O mundo da tecnologia está em constante evolução e, com isso, surgem novas ameaças e vulnerabilidades que podem afetar empresas e usuários. E, segundo o Google, metade de todos os “zero-days” – falhas de segurança desconhecidas e não corrigidas – rastreados em 2025 foram direcionados para tecnologias empresariais com bugs. Mas, afinal, o que isso significa e como podemos nos proteger?
Para entender melhor, vamos primeiro explicar o que são “zero-days”. Essas são vulnerabilidades de segurança desconhecidas que podem ser exploradas por hackers antes que os desenvolvedores tenham conhecimento e possam corrigi-las.
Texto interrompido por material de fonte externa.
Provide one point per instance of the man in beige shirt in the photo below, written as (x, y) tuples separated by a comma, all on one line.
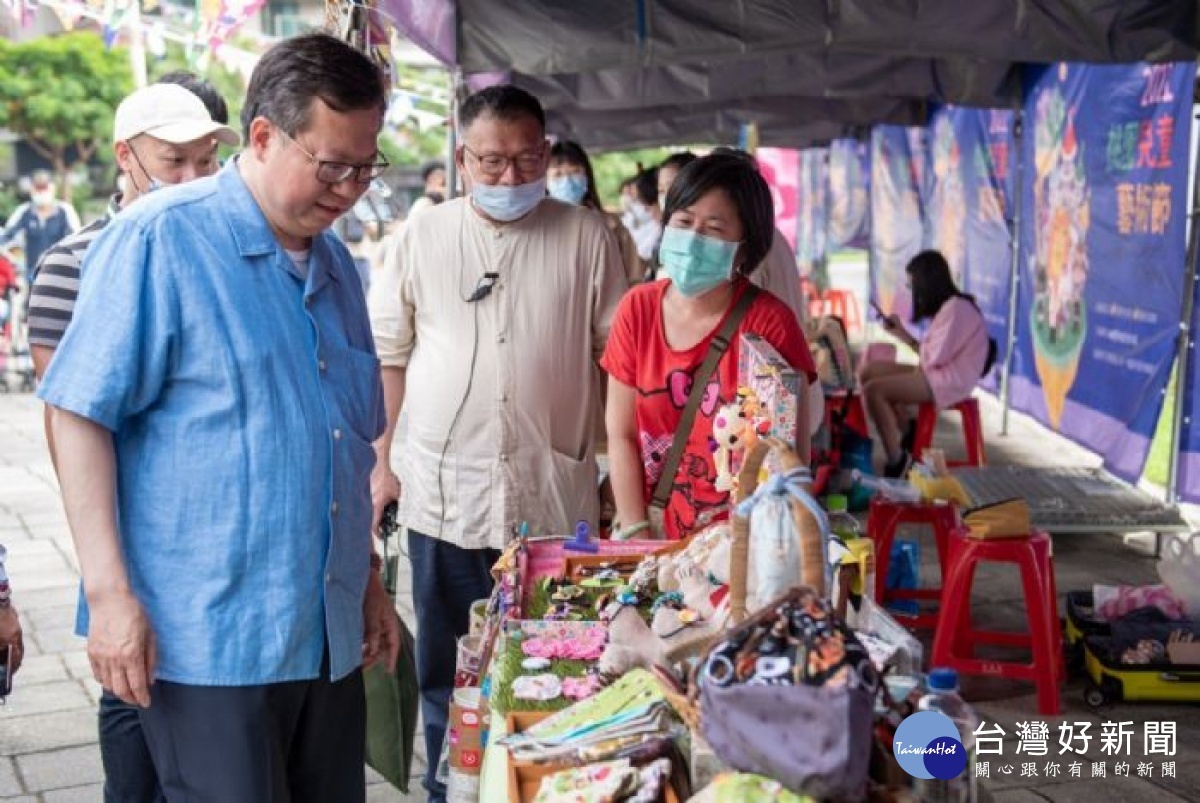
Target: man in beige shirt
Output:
[(493, 310)]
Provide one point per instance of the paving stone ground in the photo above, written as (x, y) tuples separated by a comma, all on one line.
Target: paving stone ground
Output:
[(48, 751)]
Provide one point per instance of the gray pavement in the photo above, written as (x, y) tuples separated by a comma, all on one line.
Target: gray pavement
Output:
[(48, 750)]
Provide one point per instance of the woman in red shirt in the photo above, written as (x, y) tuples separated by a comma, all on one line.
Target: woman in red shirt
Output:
[(719, 223)]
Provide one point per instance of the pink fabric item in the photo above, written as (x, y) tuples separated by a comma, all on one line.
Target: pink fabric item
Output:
[(1114, 601), (954, 351)]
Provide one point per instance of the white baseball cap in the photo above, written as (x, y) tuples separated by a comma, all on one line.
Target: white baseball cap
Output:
[(171, 113)]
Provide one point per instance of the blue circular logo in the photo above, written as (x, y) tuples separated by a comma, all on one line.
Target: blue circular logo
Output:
[(928, 745)]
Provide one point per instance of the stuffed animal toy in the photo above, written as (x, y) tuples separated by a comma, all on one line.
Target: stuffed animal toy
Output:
[(729, 435)]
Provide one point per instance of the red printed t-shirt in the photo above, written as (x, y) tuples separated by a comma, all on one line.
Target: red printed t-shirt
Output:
[(637, 355)]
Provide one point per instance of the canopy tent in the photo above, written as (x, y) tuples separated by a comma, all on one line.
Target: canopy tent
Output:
[(683, 70)]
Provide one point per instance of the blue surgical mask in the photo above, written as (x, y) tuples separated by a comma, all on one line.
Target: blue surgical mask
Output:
[(504, 203), (695, 263), (570, 189)]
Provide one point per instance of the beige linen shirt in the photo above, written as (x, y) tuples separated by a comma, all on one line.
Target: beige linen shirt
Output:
[(501, 394)]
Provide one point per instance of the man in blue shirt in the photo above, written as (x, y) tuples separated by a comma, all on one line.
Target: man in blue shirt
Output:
[(216, 396)]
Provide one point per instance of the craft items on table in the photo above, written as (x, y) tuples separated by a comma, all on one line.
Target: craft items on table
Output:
[(606, 781), (545, 665), (610, 724), (772, 389)]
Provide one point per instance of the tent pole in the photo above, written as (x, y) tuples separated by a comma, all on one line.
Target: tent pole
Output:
[(1006, 376), (1181, 360), (453, 135)]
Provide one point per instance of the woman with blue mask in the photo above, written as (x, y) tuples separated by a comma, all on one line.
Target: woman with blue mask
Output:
[(718, 226), (570, 179)]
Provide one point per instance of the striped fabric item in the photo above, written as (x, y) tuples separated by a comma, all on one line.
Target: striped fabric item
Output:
[(53, 297)]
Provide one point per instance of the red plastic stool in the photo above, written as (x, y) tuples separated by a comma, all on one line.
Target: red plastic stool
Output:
[(882, 522), (955, 635), (972, 431)]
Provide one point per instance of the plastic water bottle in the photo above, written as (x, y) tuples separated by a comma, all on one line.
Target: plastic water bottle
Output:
[(942, 695), (862, 552), (841, 522)]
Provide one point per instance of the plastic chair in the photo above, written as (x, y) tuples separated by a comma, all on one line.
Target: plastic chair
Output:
[(955, 635), (972, 431), (882, 521), (844, 305)]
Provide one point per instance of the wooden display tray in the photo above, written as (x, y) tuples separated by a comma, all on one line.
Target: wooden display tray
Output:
[(574, 562), (525, 779)]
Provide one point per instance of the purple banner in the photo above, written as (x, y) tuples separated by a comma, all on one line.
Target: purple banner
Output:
[(1102, 243), (969, 210), (898, 169), (429, 24), (850, 195), (811, 251)]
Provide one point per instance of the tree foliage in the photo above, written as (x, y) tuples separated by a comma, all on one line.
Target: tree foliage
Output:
[(60, 93)]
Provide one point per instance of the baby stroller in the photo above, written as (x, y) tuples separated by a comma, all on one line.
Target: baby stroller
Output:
[(16, 364)]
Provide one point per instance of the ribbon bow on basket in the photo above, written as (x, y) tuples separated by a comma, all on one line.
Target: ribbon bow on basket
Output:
[(790, 528)]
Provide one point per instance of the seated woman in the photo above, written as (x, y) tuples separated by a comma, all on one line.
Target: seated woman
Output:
[(570, 179), (954, 355), (719, 226)]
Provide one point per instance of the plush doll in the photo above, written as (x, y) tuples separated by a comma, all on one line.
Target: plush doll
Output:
[(729, 436)]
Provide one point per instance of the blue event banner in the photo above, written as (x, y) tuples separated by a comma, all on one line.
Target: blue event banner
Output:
[(898, 169), (811, 249), (1102, 251), (969, 210), (850, 199)]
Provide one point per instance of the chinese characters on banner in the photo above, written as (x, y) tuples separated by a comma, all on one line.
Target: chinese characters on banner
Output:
[(1102, 251)]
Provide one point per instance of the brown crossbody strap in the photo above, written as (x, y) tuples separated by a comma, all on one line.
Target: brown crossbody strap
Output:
[(717, 348)]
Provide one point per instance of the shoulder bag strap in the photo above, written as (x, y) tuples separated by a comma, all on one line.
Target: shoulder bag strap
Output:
[(717, 348)]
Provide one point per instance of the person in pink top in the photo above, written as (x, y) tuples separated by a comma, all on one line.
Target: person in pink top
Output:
[(955, 353)]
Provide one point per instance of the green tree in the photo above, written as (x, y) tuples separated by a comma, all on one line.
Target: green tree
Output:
[(59, 94), (228, 83)]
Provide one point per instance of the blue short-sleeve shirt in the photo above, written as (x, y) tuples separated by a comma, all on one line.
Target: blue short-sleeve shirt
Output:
[(243, 402)]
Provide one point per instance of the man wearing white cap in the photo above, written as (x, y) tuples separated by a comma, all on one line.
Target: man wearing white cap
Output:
[(162, 135), (215, 401)]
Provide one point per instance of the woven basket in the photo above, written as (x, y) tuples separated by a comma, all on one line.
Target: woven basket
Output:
[(811, 552)]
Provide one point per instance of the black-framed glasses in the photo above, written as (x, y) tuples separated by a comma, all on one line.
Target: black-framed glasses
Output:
[(337, 172), (495, 165)]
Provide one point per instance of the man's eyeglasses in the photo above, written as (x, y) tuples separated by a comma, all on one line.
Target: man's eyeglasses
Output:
[(493, 165), (337, 172)]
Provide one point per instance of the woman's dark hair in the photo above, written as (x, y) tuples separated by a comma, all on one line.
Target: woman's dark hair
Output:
[(678, 161), (203, 90), (503, 102), (570, 153), (934, 286), (931, 285), (647, 186), (297, 71), (741, 180)]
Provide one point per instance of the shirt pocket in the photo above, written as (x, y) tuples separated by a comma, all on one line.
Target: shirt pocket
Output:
[(353, 383)]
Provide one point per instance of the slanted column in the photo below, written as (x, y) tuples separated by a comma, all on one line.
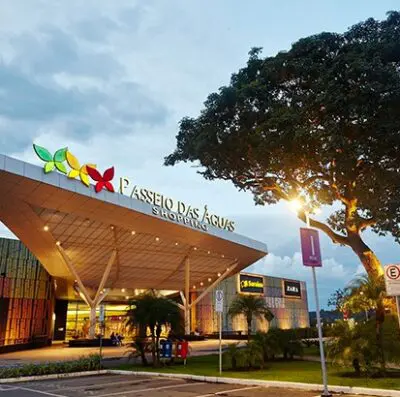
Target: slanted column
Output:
[(187, 296)]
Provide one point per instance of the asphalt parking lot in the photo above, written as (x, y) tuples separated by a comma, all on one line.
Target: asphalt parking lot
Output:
[(135, 386)]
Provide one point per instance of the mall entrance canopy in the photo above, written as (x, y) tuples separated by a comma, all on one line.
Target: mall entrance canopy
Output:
[(102, 241)]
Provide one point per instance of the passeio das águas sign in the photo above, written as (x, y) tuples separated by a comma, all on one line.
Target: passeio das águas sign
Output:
[(65, 162)]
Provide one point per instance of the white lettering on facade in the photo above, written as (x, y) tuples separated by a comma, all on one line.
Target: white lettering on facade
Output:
[(178, 211)]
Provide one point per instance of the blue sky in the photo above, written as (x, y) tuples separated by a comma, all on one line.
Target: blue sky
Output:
[(112, 79)]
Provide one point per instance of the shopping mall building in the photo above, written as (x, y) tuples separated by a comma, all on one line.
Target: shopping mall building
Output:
[(87, 240)]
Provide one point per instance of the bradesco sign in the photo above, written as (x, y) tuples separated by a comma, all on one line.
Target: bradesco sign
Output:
[(66, 163), (251, 284)]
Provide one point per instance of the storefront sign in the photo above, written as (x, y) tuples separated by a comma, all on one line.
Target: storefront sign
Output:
[(273, 302), (163, 206), (251, 284), (292, 288)]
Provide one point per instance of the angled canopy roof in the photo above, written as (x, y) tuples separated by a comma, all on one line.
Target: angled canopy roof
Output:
[(44, 210)]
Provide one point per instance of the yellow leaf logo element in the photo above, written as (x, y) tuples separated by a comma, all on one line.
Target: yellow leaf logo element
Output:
[(76, 169)]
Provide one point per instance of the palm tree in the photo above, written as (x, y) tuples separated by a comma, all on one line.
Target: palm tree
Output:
[(151, 311), (250, 306), (366, 293)]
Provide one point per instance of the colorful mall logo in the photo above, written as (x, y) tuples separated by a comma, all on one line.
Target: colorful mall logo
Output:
[(62, 156), (164, 207)]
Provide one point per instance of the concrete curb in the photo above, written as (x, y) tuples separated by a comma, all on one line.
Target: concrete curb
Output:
[(53, 376), (267, 383)]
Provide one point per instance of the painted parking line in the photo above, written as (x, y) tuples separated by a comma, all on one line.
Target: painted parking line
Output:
[(225, 392), (45, 393), (149, 389), (97, 385), (8, 388)]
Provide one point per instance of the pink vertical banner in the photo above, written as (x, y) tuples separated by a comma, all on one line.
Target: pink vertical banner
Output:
[(310, 247)]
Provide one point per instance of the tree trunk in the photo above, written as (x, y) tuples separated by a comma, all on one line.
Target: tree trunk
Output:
[(379, 319), (367, 257), (248, 329)]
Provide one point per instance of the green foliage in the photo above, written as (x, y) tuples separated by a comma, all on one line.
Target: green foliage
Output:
[(250, 306), (151, 311), (337, 300), (319, 122), (253, 356), (87, 363), (268, 343), (139, 348), (365, 293), (234, 356), (357, 345)]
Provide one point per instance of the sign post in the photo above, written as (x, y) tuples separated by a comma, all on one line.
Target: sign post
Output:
[(311, 253), (219, 308), (101, 319), (392, 281)]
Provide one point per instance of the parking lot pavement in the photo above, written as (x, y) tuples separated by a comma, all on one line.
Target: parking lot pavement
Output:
[(139, 386)]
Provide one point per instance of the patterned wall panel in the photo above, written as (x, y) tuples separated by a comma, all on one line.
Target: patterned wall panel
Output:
[(26, 295)]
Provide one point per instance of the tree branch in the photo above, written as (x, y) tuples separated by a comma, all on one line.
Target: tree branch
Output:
[(335, 237)]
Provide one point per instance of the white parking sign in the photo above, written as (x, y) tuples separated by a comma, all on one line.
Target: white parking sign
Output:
[(392, 280), (219, 301)]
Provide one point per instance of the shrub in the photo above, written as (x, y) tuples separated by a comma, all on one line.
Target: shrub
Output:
[(88, 363), (234, 356), (357, 346)]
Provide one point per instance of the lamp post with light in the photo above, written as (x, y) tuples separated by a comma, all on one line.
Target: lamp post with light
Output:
[(296, 205)]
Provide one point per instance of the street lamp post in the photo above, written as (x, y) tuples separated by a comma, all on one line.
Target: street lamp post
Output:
[(325, 391)]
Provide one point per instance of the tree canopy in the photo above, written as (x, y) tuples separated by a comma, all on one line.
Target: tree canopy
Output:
[(319, 122)]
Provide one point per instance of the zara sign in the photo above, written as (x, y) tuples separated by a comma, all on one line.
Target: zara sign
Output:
[(291, 289)]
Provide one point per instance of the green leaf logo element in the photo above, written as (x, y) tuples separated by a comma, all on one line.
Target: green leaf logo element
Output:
[(60, 155), (42, 153), (49, 167), (61, 167)]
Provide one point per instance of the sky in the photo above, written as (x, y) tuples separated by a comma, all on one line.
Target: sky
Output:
[(111, 80)]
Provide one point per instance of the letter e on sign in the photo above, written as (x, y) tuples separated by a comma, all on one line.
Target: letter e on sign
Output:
[(392, 280)]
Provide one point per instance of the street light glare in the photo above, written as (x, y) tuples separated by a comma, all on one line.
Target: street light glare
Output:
[(295, 205)]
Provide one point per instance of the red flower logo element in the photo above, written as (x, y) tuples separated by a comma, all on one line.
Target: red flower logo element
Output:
[(102, 181)]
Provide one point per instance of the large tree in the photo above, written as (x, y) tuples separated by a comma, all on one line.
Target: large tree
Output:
[(320, 122)]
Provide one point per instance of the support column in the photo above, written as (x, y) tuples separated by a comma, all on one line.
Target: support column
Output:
[(187, 296), (84, 293)]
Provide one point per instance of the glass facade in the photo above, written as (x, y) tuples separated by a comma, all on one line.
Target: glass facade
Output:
[(78, 320), (26, 296), (290, 311)]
Ou seja, são falhas que ainda não têm uma solução, deixando empresas e usuários vulneráveis a ataques.
Mas por que as tecnologias empresariais são os principais alvos dos hackers? A resposta é simples: pelo grande volume de informações confidenciais e valiosas que elas armazenam. Dados financeiros, informações estratégicas e dados pessoais de clientes são apenas alguns exemplos do que pode ser encontrado em sistemas empresariais. E, para os hackers, essas informações são um verdadeiro tesouro.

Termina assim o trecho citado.